Drugorzędna inteligencja zmusza nas do tego, aby najpierw na własne oczy zobaczyć problem i cierpienie u innych. Dopiero wtedy czujemy się zainspirowani, aby podjąć odpowiednie kroki w celu niedopuszczenia do tego, aby podobne rzeczy i nas spotkały.
Trzeciorzędną inteligencję rozpozna olbrzymia większość z nas. Sami na sobie chcemy doświadczyć tego co mówią inni na temat wkładania ręki do gniazdka elektrycznego, pomimo wizualnej obserwacji leżącego w drgawkach brata o stojących sztywno włosach. Taka niestety jest nasza pozycja.
Dodatkowym problemem jest to, że nasze wątpliwości są pogłębiane przez słuchanie i widzenie u innych oraz własne doświadczenie zmysłowych i umysłowych przyjemności, które oferuje nam materialna egzystencja za słoną cenę cyklu samsary. Być może nie zapalimy papierosa polewając się jednocześnie benzyną, bo tę lekcję już przerobiliśmy, ale w dalszym ciągu nie będziemy mieli nic przeciwko temu, aby nasączyć naszą wieczną jaźń materialną świadomością, która jest przyczyną naszych egzystencjalnych perypetii w formie powtarzających się narodzin, chorób, starości i śmierci w różnych gatunkach życia. W ten sposób, sami zapraszamy ból i nieszczęście jako naszych jedynych nauczycieli, w szkole gdzie prawie zawsze na nas plują i wbijają nam podczas lekcji cyrkiel w plecy.

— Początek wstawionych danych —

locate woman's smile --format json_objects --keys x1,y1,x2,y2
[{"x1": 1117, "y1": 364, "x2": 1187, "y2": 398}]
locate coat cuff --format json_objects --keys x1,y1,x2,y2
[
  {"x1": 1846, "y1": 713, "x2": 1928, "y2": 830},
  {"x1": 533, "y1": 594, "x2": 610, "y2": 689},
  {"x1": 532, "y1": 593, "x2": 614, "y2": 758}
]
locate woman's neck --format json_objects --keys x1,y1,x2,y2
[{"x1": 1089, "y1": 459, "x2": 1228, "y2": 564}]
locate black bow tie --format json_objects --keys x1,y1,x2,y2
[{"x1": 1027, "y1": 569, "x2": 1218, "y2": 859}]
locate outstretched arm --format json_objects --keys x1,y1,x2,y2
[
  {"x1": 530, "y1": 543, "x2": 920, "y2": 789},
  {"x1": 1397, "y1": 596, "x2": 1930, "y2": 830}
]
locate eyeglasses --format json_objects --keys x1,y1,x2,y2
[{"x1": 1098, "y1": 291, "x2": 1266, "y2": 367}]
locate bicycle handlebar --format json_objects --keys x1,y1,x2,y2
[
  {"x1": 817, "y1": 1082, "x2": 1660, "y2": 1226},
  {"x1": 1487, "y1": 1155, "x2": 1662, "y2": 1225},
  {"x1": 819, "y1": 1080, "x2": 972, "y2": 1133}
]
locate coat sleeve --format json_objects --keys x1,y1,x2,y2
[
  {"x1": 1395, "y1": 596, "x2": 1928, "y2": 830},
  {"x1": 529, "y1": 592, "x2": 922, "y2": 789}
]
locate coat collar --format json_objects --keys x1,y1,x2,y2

Ale po co zaraz takie niezdrowe czarne myśli i negatywizm będący przyczyną depresji? Spójrzmy na pozytywną stronę tej kwestii. Słoneczko świeci, a dzisiaj serial "Plebania" i lody. Więcej uśmiechu i nadziei na szczęśliwe i wieczne materialne życie! Tak naprawdę, to w głębi serca jesteśmy przekonani, że materialny świat ma jeszcze wiele dobrego nam do zaoferowania, a ebola, obóz koncentracyjny czy egzystencja muchy siedzącej na kupie jest przeznaczona wyłącznie dla innych nieszczęśników, strzeż mnie Panie Boże. Przynajmniej ja jestem o tym święcie przekonany.